ST&D: The homeland security initiative has bolstered product development and increased spending in certain security sectors. Has it had this effect in your market?

CG: The homeland security initiative has indeed bolstered development in the security industry. Specifically in our market segment, we believe it has raised the awareness level of the need for active communication support in any type of applications where 24-hour patron activity occurs. EC: Jeron Electronic Systems has seen a marked increase in purchases by military and governmental agencies primarily for homeland security applications. When I mention government, I mean all levels?city, state and federal?have increased purchasing of communication and security systems. Overall outside of government and military we have also seen a marked increase in purchase activity.

SS: In his address to the nation after the September 11th terrorist attack, the President asked every American to become the eyes and ears of a national campaign to protect this nation. If you see someone doing something suspicious, report it at once. If you see a suspicious package left in a public place, notify the appropriate security authorities right away. If you observe unusual activity of virtually any kind, report it.
But how do you report it? With a cell phone? It may or may not work in underground garages or mass transit stations, or the cell network may be busy. In any event, calling 911 connects you to the police, which may not be the most efficient line of communication. They may not know where you are, and quite possibly you're not exactly sure either. You certainly don't want to stay around after reporting the incident, in case the package or abandoned car really is a security problem.
In those locations equipped with emergency phones, it may well be that the most appropriate call is to the security professional designated by the facility's manager and security director to receive such calls. Using the emergency phone, you get to that party quickly, the phone tells the security professional where the call is coming from and allows you to report what you have seen and leave the area. The professionals can then take over, evaluate the situation, and take appropriate action. If the police or fire departments are required, that is a call that can be made by them after due evaluation. Otherwise these civic resources may well be overtaxed, over-utilized and otherwise spread so thin that they will be unavailable to respond where actually required.

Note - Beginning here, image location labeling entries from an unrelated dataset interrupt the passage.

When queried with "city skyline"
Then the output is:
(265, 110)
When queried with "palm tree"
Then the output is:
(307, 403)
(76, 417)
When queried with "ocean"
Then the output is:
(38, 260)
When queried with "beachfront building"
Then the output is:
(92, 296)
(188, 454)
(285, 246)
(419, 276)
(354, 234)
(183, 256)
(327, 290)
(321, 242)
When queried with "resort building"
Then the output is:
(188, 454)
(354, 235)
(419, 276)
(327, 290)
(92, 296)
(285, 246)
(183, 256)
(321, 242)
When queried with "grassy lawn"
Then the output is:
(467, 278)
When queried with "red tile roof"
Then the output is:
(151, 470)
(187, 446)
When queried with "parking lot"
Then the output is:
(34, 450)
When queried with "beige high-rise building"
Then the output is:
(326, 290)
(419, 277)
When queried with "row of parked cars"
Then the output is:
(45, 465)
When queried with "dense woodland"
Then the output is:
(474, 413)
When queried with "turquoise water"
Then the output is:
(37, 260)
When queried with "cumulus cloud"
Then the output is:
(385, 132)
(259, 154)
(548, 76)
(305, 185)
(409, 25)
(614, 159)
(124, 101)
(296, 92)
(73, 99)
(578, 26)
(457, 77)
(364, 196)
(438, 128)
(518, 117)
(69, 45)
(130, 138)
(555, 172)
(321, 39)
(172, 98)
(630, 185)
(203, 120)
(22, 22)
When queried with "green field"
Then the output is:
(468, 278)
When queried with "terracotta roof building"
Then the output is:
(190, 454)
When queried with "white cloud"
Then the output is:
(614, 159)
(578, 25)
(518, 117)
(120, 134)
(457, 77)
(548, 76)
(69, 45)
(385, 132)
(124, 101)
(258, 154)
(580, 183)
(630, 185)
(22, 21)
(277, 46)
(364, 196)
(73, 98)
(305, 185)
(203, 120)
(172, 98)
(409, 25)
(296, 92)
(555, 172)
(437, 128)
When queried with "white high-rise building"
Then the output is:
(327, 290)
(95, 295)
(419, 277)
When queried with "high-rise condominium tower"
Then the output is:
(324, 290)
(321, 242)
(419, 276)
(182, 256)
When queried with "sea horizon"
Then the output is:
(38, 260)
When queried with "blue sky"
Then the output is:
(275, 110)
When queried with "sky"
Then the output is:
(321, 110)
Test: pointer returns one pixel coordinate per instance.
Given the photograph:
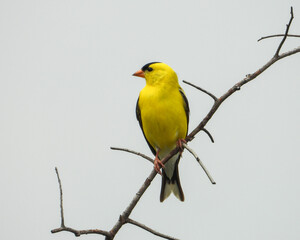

ST&D: What types of emergency phone and communications products exist or are in development to transition the market towards wireless and digital communication? What obstacles will it encounter in this transition?

CG: As our market looks at industry trends toward both wireless and digital types of communication, a key challenge will be to provide the dependability, flexibility and robust system currently supported by hard-wired and analog installations. Is your personal cell phone 100 percent reliable every minute of the day, regardless of your location or your power source? The general expectation of the public for our type of products is a key consideration in the design and development of our future products.

SP: The largest issue facing wireless applications is the perceived lower reliability of wireless signals. Since emergency phones also require the connection of consistent, constant power, it is generally not an obstacle to install land-line phones at the same time as power. The main application at this time for wireless is for remote sites, where it would be cost prohibitive to provide power and/or telephone lines. These sites typically use cellular repeaters combined with solar power and batteries. Emergency phones based on digital and VoIP are in development for enterprise and server applications.